U.S. Sup. Ct.;
16–529

The Securities and Exchange Commission (SEC or Commission) possesses authority to investigate violations of federal securities laws and to commence enforcement actions in federal district court if its investigations uncover evidence of wrongdoing. Initially, the Commission's statutory authority in enforcement actions was limited to seeking an injunction barring future violations. Beginning in the 1970's, federal district courts, at the request of the Commission, began ordering disgorgement in SEC enforcement proceedings. Although Congress has since authorized the Commission to seek monetary civil penalties, the Commission has continued to seek disgorgement. This Court has held that 28 U. S. C. §2462, which establishes a 5-year limitations period for “an action, suit or proceeding for the enforcement of any civil fine, penalty, or forfeiture,” applies when the Commission seeks monetary civil penalties. See Gabelli v. SEC, 568 U. S. 442, 454.

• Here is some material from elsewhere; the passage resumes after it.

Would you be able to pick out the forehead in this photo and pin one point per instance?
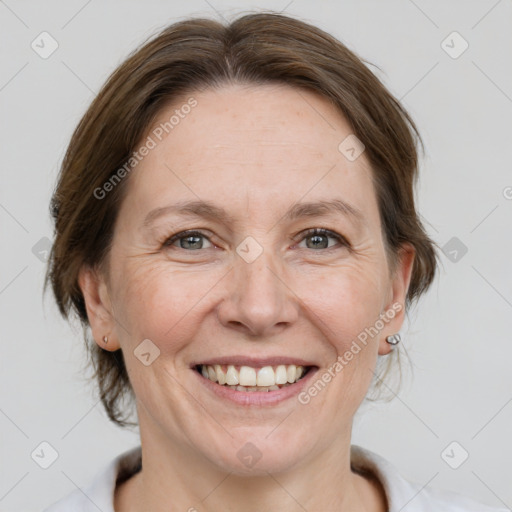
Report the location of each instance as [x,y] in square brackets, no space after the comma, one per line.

In 2009, the Commission brought an enforcement action, alleging that petitioner Charles Kokesh violated various securities laws by concealing the misappropriation of $34.9 million from four business-development companies from 1995 to 2009. The Commission sought monetary civil penalties, disgorgement, and an injunction barring Kokesh from future violations. After a jury found that Kokesh's actions violated several securities laws, the District Court determined that §2462's 5-year limitations period applied to the monetary civil penalties. With respect to the $34.9 million disgorgement judgment, however, the court concluded that §2462 did not apply because disgorgement is not a “penalty” within the meaning of the statute. The Tenth Circuit affirmed, holding that disgorgement was neither a penalty nor a forfeiture.